Bonjour mademoiselle Lestar,

C'est avec grand plaisir que nous vous informons par la présente que vous serez assignée au poste d'infirmière. Après la réception de cette lettre, vous devrez aller confirmer votre inscription à votre centre communautaire le plus proche dès le lendemain matin. Là-bas, vous recevrez de nouvelles instructions quant à votre cheminement futur.

Je vous prie d'agréer, mademoiselle, mes salutations distinguées

Joahna Filster

Présidente de Latoska

Une fois la lecture terminée, je regarde Ygrid droit dans les yeux. Aucune émotion n'apparaît sur son pâle visage et ce n'est qu'après une minute ou deux qu'elle daigne enfin ouvrir la bouche:

«Au moins, tu n'auras pas à utiliser une arme...

-Je ne sais même pas faire des points de suture, encore moins soigner quelqu'un plus gravement blessé!

-Ça s'apprend vite, tu vas voir!»

Il n'en faut pas plus pour que j'aille dans ma chambre. Me coucher immédiatement me permet d'oublier momentanément les événements de la journée et de faire le vide dans ma tête.

Je vois des papillons, volant dans le ciel et se dirigeant vers une clairière, où de nombreux glaïeuls rouges et blancs sont éparpillés ici et là. Au fur et à mesure que le papillon s'approche des plantes, on peut constater que tous les glaïeuls sont blancs et qu'ils ont plutôt de grosses taches sombres, qui s'avèrent être finalement du sang. À côté de l'un d'entre eux se trouve le corps inanimé d'un jeune soldat.

Ce n'est que lorsque je vois son visage en très gros plan que je me réveille en sursaut. De la sueur me perle sur le front et ma respiration est saccadée. Je ne sais pas du tout d'où me provient ce rêve, car je n'en ai habituellement pas le moindre souvenir. C'est sûrement parce que, dernièrement, je pense beaucoup trop à la guerre et à mon implication dans un temps rapproché.

Toujours est-il que je me lève assez rapidement de mon lit et observe l'heure affichée sur mon réveil-matin. Six heures. Pas trop tôt, mais assez pour ne pas aller manger immédiatement. Prendre une douche froide s'avère être la solution la plus revigorante qui me vient à l'esprit.

Une fois que ceci est chose faite, l'heure est suffisamment avancée afin que j'aille à la cuisine me préparer un bol de céréales. En l'espace de deux temps trois mouvements, la vaisselle est déjà dans l'évier et je suis en train de me changer de vêtements.

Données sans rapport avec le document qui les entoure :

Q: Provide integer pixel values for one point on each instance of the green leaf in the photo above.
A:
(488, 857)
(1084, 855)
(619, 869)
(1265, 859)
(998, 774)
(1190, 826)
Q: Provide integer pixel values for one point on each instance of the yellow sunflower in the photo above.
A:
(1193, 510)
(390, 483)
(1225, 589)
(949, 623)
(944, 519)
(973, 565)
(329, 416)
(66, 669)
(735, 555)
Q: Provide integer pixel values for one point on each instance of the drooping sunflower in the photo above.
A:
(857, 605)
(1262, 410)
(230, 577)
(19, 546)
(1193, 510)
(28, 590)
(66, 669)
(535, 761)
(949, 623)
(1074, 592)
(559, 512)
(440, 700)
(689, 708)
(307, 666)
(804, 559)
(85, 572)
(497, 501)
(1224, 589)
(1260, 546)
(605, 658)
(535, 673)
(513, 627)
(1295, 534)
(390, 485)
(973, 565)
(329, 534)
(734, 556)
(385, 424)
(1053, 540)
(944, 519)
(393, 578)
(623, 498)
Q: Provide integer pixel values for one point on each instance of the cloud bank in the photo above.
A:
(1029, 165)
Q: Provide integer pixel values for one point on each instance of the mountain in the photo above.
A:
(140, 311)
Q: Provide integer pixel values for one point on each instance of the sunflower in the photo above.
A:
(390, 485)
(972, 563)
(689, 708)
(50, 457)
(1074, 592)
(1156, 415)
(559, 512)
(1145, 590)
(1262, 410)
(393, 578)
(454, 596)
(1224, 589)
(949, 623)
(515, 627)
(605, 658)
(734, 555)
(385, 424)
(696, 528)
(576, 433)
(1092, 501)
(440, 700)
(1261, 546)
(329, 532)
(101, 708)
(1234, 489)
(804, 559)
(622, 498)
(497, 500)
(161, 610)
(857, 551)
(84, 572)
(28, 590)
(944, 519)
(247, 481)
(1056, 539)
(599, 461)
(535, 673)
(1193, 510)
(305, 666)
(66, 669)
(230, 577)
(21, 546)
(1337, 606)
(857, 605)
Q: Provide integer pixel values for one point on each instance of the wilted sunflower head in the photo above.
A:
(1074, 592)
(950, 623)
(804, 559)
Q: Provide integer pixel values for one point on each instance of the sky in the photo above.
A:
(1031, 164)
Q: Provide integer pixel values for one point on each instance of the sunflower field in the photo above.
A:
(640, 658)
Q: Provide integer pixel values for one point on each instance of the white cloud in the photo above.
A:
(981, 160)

De retour à la cuisine, j'aperçois Gafael qui lit le journal local: 

«Bon matin! Est-ce que tu vas tout de suite au centre communautaire?

-Oui, je préfère me mettre en règle le plus tôt possible afin de profiter de ma journée.

-Dans ce cas, j'espère que tout ira pour le mieux.»

Après avoir franchi le seuil de la porte, je me dirige directement vers l'endroit indiqué. Là-bas, je découvre que je ne suis pas seule; à l'intérieur du bâtiment se trouvent des dizaines de personnes se dirigeant vers certains endroits en particulier. La place est divisée en trois parties, soit celle des soldats, des infirmières et des auxiliaires. Les groupes m'ont l'air d'être divisés de façon égale et je vais tout de suite vers celui qui m'est destiné. Je ne crois pas qu'Etha et Sibarae soient ici. Je n'aurai qu'à leur rendre visite au courant de la journée.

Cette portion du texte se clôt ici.